Landgericht Nürnberg-Fürth schickt Bauer nach Sabotage nicht ins Gefängnis

Von Nikolas Pelke · 19. Dezember 2023 um 19:00

Der Prozess um hinterhältige Attacken auf fränkische Maishäcksler ist zu Ende: Der Angeklagte, ein unter Demenz leidender 69-Jähriger, kommt mit einer Bewährungsstrafe in Höhe von 18 Monaten davon.

Ursprünglich war die Urteilsverkündigung erst kurz vor dem Heiligen Abend geplant gewesen. Jetzt ist der 69-jährige Landwirt, der im Gerichtssaal stets im bunten Strickpullover und mit dunkler Sonnenbrille erschienen war, schon früher als gedacht, verurteilt worden.

Der Bauer aus Wilhelmsdorf im Landkreis Fürth hatte im Spätsommer vor vier Jahren gezielt Gegenstände in fremden Maisfeldern versteckt, um Erntemaschinen zu zerstören und ungeliebten Nachbarn damit offensichtlich eins auszuwischen. Während des Prozesses hatten geschädigte Landwirte berichtet, welche Folgen die Sabotageakte für die Erntearbeit gehabt hatten.

„Ich bin mit meinem Schlepper hinter dem Maishäcksler gefahren, als plötzlich ein Riesentrumm über mein Gespann geflogen ist“, erinnerte sich beispielsweise der Fahrer eines Abfuhrgespanns an den erschreckenden Vorfall zurück. Nur wenige Meter vor dem nächsten Bulldog sei das mit Gummi umwickelte Metallteil im Acker steckengeblieben.

Angegriffene Landwirte wähnten sich in Lebensgefahr

„Wenn das Trumm weiter geflogen wäre, hätten meine Kollegen tödlich getroffen werden können“, hatte der Lohnunternehmer vor Gericht ausgesagt. „Wenn ich schneller gefahren wäre, wäre der Gegenstand durch meine Windschutzscheibe geflogen. Es hätte alles passieren können“, hatte ein anderer Landwirt berichtet.

Personen wurden bei den Unfällen mit den versteckten Gegenständen im Maisfeld zum Glück nicht verletzt.

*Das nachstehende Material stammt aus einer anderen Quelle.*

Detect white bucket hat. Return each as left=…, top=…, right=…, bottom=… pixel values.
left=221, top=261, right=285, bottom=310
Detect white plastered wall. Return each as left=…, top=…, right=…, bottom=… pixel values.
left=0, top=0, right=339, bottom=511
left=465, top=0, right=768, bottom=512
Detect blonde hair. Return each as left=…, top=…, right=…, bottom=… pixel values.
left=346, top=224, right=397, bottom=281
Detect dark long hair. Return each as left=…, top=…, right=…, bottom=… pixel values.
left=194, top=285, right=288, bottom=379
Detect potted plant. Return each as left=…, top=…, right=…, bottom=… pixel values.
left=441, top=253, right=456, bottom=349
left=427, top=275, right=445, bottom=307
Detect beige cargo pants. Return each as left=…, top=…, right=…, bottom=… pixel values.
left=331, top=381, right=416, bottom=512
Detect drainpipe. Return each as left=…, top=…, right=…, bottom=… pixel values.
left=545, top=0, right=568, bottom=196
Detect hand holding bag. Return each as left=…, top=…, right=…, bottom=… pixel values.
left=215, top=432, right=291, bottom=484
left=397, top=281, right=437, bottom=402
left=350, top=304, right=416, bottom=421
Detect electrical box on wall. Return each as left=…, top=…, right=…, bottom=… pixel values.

An den Maishäckslern hatten die Metallteile, die von den Metalldetektoren in den teuren Landmaschinen wegen Gummiummantelungen teilweise nicht erkannt worden waren, dagegen gewaltige Schäden von bis zu 80.000 Euro verursacht.

Staatsanwaltschaft fordert drastische Haftstrafe

Vor dem Landgericht Nürnberg-Fürth ist es hauptsächlich um die Frage gegangen, ob der Landwirt – der vor Gericht bei Prozessbeobachtern eher einen verwirrten Eindruck hinterlassen hatte – bei den Angriffen bewusst Menschenleben aufs Spiel gesetzt hat.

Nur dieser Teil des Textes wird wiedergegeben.